Figure 1.CHEBI:65460 is an example of a natural product recently introduced into ChEBI. It has been isolated from several different species, information about which is included in the new ‘Metabolite of Species’ section of the ChEBI web interface. The information about species and component is linked directly to the reference which acts as a source for that information.
Figure 2.The newly introduced interactive graph-based ontology visualization shows paths from any ontology entity up to the root of the ontology. It supports two views: a compact view (the default, illustrated here) and an expanded view. In the compact view, paths traversing intervening entities for which no additional branching is introduced are suppressed (shown by a thicker line). These can be individually expanded by clicking on a thick line. The figure can be zoomed and any node can be dragged. Tooltips appear when a node is clicked on, giving the definition and other relevant information for that entity.
Figure 3.In the expanded view of the interactive ontology visualization, all ancestor nodes and the immediate children of the selected entity are displayed. The other features of the display all remain unchanged.

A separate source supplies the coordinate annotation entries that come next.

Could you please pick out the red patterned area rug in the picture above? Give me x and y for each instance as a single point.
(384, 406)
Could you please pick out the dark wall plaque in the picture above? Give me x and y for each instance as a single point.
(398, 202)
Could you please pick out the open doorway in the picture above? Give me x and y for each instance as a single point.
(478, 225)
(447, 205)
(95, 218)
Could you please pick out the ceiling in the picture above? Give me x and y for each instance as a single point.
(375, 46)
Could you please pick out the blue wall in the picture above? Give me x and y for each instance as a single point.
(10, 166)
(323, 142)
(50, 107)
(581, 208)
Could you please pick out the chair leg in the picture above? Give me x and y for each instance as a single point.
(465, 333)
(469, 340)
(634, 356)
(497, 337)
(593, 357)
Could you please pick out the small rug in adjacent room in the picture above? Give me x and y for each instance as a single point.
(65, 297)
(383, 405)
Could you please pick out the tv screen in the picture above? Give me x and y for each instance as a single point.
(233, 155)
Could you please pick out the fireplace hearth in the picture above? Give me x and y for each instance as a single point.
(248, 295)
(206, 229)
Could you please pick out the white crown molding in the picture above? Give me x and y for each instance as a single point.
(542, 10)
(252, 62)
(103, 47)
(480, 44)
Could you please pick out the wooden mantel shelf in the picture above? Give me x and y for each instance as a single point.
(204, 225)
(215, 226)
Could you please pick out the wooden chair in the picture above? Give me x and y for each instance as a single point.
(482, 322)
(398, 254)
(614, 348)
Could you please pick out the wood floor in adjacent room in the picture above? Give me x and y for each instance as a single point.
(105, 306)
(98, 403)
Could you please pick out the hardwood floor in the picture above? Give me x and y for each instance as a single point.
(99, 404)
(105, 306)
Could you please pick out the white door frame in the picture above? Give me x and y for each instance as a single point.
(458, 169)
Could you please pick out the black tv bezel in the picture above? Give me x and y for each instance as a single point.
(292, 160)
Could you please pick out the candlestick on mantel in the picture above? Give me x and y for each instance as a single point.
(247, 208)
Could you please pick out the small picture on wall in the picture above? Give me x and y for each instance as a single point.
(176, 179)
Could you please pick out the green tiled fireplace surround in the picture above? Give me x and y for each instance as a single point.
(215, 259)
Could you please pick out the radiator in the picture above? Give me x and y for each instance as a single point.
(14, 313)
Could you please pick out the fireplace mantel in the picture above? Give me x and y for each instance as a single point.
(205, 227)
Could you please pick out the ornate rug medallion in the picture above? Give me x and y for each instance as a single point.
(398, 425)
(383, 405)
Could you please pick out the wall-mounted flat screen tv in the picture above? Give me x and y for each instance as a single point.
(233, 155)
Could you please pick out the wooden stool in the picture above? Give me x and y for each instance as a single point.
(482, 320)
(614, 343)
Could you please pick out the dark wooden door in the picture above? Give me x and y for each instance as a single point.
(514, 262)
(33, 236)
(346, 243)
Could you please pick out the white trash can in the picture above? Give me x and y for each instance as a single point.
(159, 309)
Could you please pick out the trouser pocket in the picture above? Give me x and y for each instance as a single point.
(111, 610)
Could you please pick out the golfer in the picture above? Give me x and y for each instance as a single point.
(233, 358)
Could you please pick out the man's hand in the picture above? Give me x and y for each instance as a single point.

Figure 4.Inherited role classifications and chemical structural relationships are illustrated separately on the newly introduced ‘ChEBI Ontology’ tab, above the graph and tree view components. Where the entity being browsed is a role, the list of compounds having that role directly asserted or inherited is displayed in this section, showing the structures of the members and allowing navigation through large results by scrolling.